Once a fully informed strategy has been devised, the organization can then solicit bids. Beyond the basic information included in RFXs (capability and price) procurement would also include all of the contract language it wants vendors to agree to for the final award. Vendors then make their bids while adding redlines to the proposed contract. Doing this third element earlier allows vendors to make more competitive bids, as well as shows procurement how much negotiation will be required with a vendor to reach an agreement.

With the beginning of contract negotiation already executed during the bidding stage, procurement can then move from delivering a letter of intent to a fully negotiated and signed contract with maximum efficiency. A digital contract management platform easily facilitates this process, and then provides ongoing benefits through improved supplier performance monitoring if connected with other enterprise systems that evaluate various performance metrics.

Benefits of Contract-Centric Sourcing

While moving contract management to the beginning of sourcing creates a new model and workflow for procurement, the benefits that organizations can realize outweigh the challenges of process redesign.

Perhaps most obvious is the ability to accelerate the pace of sourcing. Integrating contracts into the full sourcing lifecycle makes the whole process faster — from forming a category strategy to cutting out back and forth during bidding and streamlining delivery of the final award. Acceleration from contract management could support agile product development, moving ideas from design/engineering into production seamlessly instead of holding up the process in securing parts or essential components.

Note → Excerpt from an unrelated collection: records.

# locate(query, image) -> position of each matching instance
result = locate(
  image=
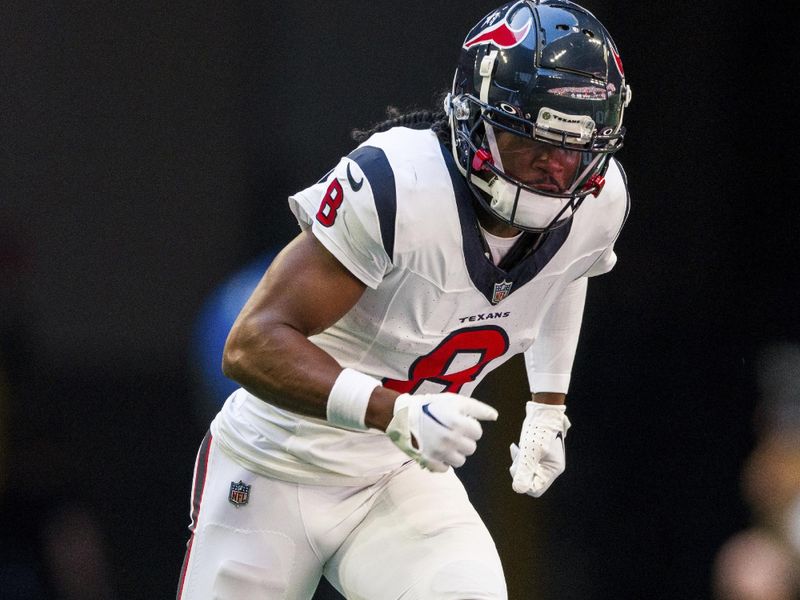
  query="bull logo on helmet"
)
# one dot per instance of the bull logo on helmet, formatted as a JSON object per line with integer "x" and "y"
{"x": 500, "y": 34}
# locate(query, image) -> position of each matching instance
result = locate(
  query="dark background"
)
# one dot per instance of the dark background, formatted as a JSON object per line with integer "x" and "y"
{"x": 147, "y": 151}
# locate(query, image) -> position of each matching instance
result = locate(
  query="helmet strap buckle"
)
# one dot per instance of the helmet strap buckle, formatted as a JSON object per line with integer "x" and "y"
{"x": 595, "y": 184}
{"x": 481, "y": 157}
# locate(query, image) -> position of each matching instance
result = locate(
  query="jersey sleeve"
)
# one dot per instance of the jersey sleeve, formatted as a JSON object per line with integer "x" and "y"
{"x": 342, "y": 211}
{"x": 604, "y": 263}
{"x": 549, "y": 360}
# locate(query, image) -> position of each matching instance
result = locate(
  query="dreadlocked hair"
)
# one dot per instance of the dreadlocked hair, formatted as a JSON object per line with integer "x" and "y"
{"x": 436, "y": 121}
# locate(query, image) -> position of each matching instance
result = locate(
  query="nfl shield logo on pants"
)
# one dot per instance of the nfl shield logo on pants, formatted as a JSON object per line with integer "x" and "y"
{"x": 501, "y": 290}
{"x": 240, "y": 493}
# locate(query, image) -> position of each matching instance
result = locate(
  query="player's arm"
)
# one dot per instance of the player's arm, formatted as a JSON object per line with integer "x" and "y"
{"x": 305, "y": 291}
{"x": 540, "y": 457}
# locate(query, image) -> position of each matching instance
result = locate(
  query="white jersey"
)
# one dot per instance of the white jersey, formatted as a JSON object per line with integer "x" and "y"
{"x": 437, "y": 314}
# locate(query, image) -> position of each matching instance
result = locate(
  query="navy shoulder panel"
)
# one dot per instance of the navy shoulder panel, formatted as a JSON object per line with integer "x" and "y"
{"x": 376, "y": 169}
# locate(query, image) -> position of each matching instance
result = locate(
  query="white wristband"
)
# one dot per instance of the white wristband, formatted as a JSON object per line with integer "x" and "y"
{"x": 347, "y": 402}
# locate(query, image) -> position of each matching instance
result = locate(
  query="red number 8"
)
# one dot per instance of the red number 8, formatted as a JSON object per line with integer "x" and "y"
{"x": 330, "y": 203}
{"x": 488, "y": 342}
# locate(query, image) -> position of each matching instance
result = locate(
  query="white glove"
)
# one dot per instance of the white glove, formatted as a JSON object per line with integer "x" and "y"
{"x": 540, "y": 458}
{"x": 445, "y": 428}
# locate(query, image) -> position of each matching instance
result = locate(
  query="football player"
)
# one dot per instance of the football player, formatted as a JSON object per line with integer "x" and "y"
{"x": 440, "y": 247}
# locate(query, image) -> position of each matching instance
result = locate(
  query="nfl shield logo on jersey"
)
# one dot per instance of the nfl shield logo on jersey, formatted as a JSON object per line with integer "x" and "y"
{"x": 501, "y": 290}
{"x": 240, "y": 493}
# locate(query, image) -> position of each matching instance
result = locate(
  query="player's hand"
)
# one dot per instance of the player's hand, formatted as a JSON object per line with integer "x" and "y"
{"x": 539, "y": 458}
{"x": 438, "y": 430}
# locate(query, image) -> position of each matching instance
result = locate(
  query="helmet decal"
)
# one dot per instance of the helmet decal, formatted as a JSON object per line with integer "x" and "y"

Acknowledging the importance of contract management to sourcing will also better support legal departments, which will know procurement is taking appropriate measures to protect the business from external risks. Putting potential regulatory compliance hurdles front and center in the sourcing process (e.g., GDPR, RoHS, anti-slavery laws) forces suppliers to address potential issues proactively, ensuring the business won’t be, for example, incorporating restricted substances or inputs made with forced labor into its products. This can also apply to reputational risks, as procurement can incorporate CSR factors such as supplier diversity into its sourcing strategy.

Finally, procurement organizations can never ignore the value of savings within a sourcing exercise, and advancing contract management to the beginning of sourcing does just that by optimizing the entire process. By applying artificial intelligence-based analytics to contracts analysis, automating routine labor in bid solicitation and negotiations, and streamlining the award process for full-time employees, procurement organizations can bring additional savings totaling as much as 3.5% of all external spend down to the bottom line, according to estimates from McKinsey & Company. What’s more, the time saved by eliminating excess back and forth with vendors can then be applied to more worthwhile projects, whether executing a more ambitious contract-backed category strategy or supporting supplier innovation efforts.

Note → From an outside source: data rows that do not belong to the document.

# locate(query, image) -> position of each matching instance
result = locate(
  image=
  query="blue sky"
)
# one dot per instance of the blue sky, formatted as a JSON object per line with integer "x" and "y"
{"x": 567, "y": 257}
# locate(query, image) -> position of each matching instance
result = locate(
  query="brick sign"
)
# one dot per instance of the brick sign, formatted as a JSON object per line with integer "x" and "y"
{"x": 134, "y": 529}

Starting from the Foundation

Taking a digital approach to contract management is a key way to enabling enterprise-wide digital transformation. Because there is nothing more business critical to a firm than its contracts, prioritizing a strategic, digital-first approach to contract management creates a foundation for other fully digital processes. Naturally, this also applies to sourcing.

While the process of evaluating and selecting suppliers has always incorporated contract management, putting contracts at the outset of sourcing is a fundamental change to the source-to-contract cycle. But with new capabilities enabled by digital contract management platforms, such an approach to sourcing is now not only feasible but an attractive way for procurement organizations to deliver numerous new benefits from this essential business process.